Flatten nested values in a pandas DataFrame
Sometimes some columns carry a list as value. Sometimes a nested dictionary. And sometimes we want to automatically expand and flatten those lists and dictionaries into a larger dataframe.
You can use pandas.DataFrame.explode(pandas.DataFrame) on lists. This will transform the list into rows. And you can use pandas.json_normalize(pandas.DataFrame) which will transform nested dictionaries into columns. You will need to drop the column that carried the nested dictionary and merge with the flattened dataframe.

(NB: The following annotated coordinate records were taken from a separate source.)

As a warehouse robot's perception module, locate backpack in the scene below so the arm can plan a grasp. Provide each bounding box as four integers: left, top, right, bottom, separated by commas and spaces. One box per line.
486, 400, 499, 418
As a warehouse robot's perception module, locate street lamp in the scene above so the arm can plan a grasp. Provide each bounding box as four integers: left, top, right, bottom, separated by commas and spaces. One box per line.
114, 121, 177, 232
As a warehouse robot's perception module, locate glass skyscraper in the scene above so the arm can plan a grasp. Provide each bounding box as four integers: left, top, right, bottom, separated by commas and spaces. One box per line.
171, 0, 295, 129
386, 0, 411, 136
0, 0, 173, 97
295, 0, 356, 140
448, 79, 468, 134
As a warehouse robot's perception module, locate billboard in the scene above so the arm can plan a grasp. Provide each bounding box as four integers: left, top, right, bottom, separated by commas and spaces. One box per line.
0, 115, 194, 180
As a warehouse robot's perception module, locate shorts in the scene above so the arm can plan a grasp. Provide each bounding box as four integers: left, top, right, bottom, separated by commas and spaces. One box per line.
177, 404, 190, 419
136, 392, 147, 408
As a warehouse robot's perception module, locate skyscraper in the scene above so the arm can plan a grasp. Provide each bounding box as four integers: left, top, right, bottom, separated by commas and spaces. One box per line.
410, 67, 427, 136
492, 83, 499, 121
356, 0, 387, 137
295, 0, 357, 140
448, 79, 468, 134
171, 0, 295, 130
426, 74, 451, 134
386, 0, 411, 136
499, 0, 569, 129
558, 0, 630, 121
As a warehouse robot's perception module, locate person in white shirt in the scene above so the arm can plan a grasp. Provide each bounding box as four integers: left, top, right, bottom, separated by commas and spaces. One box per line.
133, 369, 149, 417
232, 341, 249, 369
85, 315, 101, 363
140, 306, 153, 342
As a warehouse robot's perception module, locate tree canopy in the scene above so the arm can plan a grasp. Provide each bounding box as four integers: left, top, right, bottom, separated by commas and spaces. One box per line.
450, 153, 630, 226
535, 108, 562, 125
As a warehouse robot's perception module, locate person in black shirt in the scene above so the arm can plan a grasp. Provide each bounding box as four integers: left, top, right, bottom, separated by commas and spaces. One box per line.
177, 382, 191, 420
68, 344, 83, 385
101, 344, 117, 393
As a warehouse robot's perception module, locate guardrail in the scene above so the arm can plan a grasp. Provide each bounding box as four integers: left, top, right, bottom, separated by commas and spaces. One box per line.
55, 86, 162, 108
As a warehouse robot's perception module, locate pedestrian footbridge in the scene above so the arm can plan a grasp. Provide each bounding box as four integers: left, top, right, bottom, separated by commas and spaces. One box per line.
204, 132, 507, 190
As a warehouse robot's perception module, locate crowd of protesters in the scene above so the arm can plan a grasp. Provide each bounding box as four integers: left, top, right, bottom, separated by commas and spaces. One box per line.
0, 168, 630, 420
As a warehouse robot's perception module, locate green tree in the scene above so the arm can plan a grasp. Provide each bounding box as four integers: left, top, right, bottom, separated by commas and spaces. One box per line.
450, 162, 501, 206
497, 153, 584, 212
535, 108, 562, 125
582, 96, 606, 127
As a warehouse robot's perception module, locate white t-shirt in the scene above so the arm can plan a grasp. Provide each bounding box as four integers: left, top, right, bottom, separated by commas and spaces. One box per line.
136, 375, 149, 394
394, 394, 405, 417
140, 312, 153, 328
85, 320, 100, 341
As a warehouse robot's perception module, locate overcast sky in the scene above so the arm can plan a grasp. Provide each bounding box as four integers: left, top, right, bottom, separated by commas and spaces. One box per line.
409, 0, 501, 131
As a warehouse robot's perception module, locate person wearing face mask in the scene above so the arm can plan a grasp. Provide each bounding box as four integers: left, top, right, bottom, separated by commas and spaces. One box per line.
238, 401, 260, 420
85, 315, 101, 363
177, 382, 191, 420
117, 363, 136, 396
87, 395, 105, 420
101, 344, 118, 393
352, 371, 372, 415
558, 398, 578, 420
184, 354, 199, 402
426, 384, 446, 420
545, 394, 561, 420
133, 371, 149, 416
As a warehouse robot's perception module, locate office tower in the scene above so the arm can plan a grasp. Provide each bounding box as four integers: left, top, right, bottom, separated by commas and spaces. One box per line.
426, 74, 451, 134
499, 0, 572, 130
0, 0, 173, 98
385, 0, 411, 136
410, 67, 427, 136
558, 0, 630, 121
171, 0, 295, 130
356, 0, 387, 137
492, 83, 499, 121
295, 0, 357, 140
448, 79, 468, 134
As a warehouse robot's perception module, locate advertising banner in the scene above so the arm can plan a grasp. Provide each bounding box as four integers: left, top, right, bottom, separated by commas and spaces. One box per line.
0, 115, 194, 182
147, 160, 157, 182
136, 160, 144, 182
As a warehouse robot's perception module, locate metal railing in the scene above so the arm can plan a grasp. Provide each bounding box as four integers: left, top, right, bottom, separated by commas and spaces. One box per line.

Now you only need to scan if the value of a column is either a list or a dict and apply the corresponding method to unpack the values. The following code example shows how you can automatically detect a collection type and unnest / unpack these columns.
def unpack_collection_types(df: pd.DataFrame):
"""Explodes all lists and flattens all nested dicts of a df."""
for col, data in df.iloc[0].items():
if isinstance(data, list):
df = df.explode(col, ignore_index=True)
return unpack_collection_types(df)
if isinstance(data, dict):
df_flat = pd.json_normalize(df[col])
df = df.drop(columns=[col])
df_combined = pd.merge(
df, df_flat, left_index=True, right_index=True, suffixes=('', f'({col})'))
return unpack_collection_types(df_combined)
return df